The increase in people suffering from jet lags, as well as working shift jobs necessitates the investigation of how our health is impacted by sleep delay and deprivation. This study provides a molecular basis for understanding the adverse effects of these on the human health, and perhaps even longevity. After all, Schopenhauer might just be right.

Antioxidants: to take or not to take?

A new study published in Science Translational Medicine shows that antioxidants, specifically vitamin E and acetylcysteine (NAC), can actually worsen lung cancer in mice, putting to question the popular belief that antioxidants fight cancer.

An antioxidant is any molecule that prevents oxidation of other molecules by reacting with free radicals produced naturally as a byproduct of oxygen metabolism. Free radicals can react with normal cells and cause damage to cells and even to their DNA. A damaged DNA can increase the likelihood of developing cancer. Luckily, the body has its own line of antioxidants that neutralize the damaging effects of free radicals on healthy cells. Based on this reasoning, several companies actually extract antioxidants from various sources and sell them for use as dietary supplements, supporting the notion that antioxidants promote good health.

DNA damage, however, is not always a bad thing. It can induce the expression of tumor suppressor genes such as p53, which work to prevent emergence of cancerous cells. Thus, the running debate among scientists and doctors alike has been whether or not antioxidants should be recommended to patients with cancer. On one hand, they reduce DNA damage, which can lead to cancerous cells, while on the other hand; they obstruct the beneficial tumor suppressor genes.

According to the data generated by Sayin et al., antioxidants are a bad idea, if cancer already exists.
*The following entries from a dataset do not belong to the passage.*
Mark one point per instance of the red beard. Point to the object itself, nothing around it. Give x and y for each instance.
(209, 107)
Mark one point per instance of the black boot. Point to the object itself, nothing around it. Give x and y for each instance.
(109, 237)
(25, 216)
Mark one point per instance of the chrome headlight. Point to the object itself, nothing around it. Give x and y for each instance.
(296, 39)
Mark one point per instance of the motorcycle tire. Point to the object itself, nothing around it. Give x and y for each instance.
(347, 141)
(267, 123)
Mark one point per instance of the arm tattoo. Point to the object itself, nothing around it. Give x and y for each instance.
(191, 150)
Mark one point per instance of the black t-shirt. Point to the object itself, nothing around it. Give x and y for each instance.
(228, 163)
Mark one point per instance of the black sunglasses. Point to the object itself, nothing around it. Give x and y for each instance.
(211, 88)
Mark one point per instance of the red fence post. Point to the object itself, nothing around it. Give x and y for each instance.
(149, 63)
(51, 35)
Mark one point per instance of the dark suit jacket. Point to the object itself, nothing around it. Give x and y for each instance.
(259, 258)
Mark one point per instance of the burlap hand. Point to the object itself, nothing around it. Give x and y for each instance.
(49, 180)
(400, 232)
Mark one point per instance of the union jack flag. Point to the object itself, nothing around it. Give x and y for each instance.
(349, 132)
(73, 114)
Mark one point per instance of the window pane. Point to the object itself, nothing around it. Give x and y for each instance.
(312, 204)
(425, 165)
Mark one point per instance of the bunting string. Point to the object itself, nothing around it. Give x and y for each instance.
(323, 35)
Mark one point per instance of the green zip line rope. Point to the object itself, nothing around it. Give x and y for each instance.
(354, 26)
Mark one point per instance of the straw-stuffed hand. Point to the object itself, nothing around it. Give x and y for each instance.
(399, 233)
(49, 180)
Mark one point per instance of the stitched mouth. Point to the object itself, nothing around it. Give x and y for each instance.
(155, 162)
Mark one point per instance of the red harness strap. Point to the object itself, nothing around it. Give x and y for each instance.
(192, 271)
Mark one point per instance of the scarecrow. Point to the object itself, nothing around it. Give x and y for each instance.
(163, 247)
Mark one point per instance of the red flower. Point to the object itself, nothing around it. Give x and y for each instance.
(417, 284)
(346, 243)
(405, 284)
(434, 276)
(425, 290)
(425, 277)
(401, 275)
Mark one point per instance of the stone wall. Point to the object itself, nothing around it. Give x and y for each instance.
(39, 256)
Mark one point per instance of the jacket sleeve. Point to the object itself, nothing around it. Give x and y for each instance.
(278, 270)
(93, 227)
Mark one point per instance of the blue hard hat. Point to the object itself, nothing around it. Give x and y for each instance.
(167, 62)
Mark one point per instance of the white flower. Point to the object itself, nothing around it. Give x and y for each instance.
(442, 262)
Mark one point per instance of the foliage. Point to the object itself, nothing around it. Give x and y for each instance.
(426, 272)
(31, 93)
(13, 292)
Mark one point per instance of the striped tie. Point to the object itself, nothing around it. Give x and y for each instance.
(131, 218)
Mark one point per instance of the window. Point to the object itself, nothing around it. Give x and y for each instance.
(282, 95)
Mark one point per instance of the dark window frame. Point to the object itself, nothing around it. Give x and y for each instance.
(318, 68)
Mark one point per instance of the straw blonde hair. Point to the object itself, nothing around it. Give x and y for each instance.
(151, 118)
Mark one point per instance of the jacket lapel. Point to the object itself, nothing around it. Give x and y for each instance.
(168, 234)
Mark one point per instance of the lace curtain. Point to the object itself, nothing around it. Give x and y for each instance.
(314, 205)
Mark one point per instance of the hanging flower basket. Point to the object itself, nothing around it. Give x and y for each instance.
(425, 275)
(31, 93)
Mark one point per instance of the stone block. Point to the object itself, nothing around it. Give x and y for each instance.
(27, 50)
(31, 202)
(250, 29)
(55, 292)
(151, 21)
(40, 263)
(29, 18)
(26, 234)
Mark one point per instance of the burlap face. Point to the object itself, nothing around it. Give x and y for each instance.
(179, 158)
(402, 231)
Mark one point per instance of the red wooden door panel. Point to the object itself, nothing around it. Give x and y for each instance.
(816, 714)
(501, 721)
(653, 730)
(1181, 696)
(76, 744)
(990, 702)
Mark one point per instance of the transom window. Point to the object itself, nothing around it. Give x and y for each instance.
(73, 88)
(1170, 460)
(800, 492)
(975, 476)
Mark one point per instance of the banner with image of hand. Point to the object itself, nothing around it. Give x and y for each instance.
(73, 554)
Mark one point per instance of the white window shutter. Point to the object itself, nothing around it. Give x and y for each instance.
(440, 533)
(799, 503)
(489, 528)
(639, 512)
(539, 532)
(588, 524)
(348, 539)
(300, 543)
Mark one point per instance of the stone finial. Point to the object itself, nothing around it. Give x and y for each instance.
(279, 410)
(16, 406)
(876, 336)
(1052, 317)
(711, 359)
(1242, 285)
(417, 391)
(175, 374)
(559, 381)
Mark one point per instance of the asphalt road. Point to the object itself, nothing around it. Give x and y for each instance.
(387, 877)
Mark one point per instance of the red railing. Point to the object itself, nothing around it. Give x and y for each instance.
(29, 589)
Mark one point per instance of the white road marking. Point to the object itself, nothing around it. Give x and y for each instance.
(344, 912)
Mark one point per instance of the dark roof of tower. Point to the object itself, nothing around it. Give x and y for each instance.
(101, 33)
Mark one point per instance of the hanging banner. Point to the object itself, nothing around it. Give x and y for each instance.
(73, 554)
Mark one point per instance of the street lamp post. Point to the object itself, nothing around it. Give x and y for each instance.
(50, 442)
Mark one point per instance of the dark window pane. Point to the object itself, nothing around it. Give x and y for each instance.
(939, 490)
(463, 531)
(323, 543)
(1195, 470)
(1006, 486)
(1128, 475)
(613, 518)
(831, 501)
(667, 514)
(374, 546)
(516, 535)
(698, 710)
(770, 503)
The authors report “antioxidant supplementation of the diet reduces DNA damage in mice, prevents p53 activation, and markedly increases tumor cell proliferation and tumor growth in mice.”

The authors speculate that “antioxidants are unsafe in patients with early stages of lung cancer and in people at risk of developing the disease…this may be relevant to patients with chronic obstructive pulmonary disease, who are often smokers with an increased risk of developing lung cancer and ingest high amounts of NAC to relieve mucus production.”

It seems that when it comes to good health, there is really no magic pill. Thus, like most dietary supplements, antioxidants should also be taken only at the recommendation of a doctor.